Questi sforzi militari hanno portato ad una forte riduzione del numero di stranieri che si uniscono alle forze dell’Isis in Iraq e la Siria. Il Pentagono ha spiegato che dai 2.000 al mese dell’inizio del 2015 si è passati ora ad una media di 200.

Controlli più severi sul confine turco – la porta d’ingresso principale per la Siria – e una migliore sorveglianza dell’intelligence europea hanno anche contribuito ad arginare il flusso di reclute straniere.

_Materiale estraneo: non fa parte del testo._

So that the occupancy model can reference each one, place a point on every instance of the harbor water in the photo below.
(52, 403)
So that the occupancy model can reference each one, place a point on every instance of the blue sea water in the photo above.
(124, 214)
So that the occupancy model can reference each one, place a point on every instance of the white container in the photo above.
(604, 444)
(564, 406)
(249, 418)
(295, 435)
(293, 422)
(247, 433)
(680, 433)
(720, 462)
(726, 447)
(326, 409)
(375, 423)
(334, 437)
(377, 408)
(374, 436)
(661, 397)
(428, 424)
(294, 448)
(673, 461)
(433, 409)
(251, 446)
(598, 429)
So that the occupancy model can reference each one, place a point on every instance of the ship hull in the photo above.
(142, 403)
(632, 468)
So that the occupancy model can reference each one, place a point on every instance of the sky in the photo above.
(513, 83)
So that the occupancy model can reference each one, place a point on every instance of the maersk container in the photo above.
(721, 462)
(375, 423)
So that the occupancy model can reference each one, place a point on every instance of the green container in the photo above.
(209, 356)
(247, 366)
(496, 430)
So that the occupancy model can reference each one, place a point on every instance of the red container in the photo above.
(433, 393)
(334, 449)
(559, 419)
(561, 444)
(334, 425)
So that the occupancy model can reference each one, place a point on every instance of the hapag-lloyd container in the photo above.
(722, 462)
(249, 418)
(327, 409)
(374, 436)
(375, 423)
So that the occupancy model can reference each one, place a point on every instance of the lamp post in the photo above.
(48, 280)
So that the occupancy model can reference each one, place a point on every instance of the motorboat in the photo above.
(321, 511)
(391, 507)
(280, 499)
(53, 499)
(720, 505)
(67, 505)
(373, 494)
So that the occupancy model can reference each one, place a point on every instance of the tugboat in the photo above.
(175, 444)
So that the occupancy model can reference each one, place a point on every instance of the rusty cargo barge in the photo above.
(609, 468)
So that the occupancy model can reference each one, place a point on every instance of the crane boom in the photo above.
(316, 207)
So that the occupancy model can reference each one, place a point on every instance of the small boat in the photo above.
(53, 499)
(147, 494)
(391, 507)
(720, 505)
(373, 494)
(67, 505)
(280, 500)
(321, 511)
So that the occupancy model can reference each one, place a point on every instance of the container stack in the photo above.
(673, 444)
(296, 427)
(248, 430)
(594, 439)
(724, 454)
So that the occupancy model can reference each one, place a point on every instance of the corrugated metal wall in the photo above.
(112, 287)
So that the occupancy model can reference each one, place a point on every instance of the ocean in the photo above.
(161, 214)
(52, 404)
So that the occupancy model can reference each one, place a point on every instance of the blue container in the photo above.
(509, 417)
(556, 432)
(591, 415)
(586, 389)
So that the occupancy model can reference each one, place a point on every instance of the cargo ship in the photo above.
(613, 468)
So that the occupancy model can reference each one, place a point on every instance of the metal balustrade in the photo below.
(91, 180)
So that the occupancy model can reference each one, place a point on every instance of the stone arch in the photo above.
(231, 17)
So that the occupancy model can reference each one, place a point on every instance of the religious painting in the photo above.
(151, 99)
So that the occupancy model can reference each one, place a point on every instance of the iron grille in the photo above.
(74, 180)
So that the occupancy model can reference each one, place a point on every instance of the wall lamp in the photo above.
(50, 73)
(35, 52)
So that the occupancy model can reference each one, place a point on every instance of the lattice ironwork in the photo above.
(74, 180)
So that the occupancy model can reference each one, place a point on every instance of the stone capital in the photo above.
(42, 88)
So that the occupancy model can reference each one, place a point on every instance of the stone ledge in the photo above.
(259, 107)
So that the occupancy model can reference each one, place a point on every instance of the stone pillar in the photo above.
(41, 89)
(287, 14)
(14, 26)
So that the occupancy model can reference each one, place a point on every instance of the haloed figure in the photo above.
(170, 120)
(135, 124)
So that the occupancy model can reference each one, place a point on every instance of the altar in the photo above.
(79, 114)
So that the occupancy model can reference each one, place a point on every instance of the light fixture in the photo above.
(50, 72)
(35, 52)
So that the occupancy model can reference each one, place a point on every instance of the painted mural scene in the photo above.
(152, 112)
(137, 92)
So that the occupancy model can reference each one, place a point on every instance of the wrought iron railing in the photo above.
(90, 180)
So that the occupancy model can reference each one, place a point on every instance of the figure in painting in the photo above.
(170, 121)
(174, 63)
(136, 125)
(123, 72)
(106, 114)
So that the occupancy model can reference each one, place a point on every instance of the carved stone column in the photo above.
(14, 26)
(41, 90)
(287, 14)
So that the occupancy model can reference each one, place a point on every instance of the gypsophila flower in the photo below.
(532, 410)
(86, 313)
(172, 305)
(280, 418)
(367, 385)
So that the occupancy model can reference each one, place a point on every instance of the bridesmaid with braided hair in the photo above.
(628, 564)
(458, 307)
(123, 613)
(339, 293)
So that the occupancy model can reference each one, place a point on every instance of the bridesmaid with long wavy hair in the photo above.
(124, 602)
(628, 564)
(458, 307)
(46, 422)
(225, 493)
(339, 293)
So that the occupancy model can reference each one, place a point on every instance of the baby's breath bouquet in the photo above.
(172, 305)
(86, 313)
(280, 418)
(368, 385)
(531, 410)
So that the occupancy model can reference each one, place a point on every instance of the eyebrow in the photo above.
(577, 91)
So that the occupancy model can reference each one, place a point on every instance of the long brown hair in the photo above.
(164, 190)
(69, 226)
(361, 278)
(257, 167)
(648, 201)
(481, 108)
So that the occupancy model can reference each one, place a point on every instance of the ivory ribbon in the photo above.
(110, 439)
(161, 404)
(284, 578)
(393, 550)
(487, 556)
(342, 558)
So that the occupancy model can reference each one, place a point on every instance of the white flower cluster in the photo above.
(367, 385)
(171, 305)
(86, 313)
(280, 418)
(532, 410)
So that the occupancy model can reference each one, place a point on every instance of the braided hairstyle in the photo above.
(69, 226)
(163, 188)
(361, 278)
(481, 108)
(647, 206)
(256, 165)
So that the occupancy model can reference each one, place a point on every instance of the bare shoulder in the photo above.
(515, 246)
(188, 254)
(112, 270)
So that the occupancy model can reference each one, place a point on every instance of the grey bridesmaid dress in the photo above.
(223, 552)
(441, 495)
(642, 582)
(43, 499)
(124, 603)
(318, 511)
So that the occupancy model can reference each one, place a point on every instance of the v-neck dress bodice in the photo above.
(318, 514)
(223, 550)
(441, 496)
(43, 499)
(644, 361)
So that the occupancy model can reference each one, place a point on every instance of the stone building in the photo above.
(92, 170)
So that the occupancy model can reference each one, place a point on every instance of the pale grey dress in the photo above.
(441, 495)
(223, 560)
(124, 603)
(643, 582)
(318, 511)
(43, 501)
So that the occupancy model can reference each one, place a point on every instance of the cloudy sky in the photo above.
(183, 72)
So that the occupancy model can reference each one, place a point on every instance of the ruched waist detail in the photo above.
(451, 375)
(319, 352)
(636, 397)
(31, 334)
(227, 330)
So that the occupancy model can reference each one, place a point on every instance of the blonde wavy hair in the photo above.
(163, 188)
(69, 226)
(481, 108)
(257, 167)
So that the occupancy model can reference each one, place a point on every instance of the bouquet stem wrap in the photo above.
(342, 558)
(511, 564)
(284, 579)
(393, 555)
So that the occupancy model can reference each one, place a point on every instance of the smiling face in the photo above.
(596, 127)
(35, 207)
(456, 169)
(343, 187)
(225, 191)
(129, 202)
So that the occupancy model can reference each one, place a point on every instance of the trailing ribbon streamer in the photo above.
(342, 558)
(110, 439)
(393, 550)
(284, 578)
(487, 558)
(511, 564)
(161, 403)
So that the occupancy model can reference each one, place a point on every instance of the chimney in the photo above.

Anche il numero di articoli o video pubblicati sui media ufficiali dei jihadisti è diminuito del 70%, passando dai 700 messaggi al mese del mese di agosto 2015 ai 200 della scorsa estate, secondo il Centro antiterrorismo dell’Accademia militare americana di West Point (Ctc). E a settembre 2016, il leader della propaganda dell’Isis, al Adnani, è stato ucciso in un attacco aereo. “Il loro principale argomento di forza è stato la creazione del califfato”, ha commentato Daniel Milton del Ctc. Ma ora l’Isis “stenta a mantenere l’aspetto di uno stato funzionale” e attraente. Tuttavia, è l’opinione generale, né la scomparsa del “Califfato” né il ritorno del gruppo alla clandestinità riusciranno a impedire ai jihadisti dell’Isis di ispirare attacchi contro l’Occidente.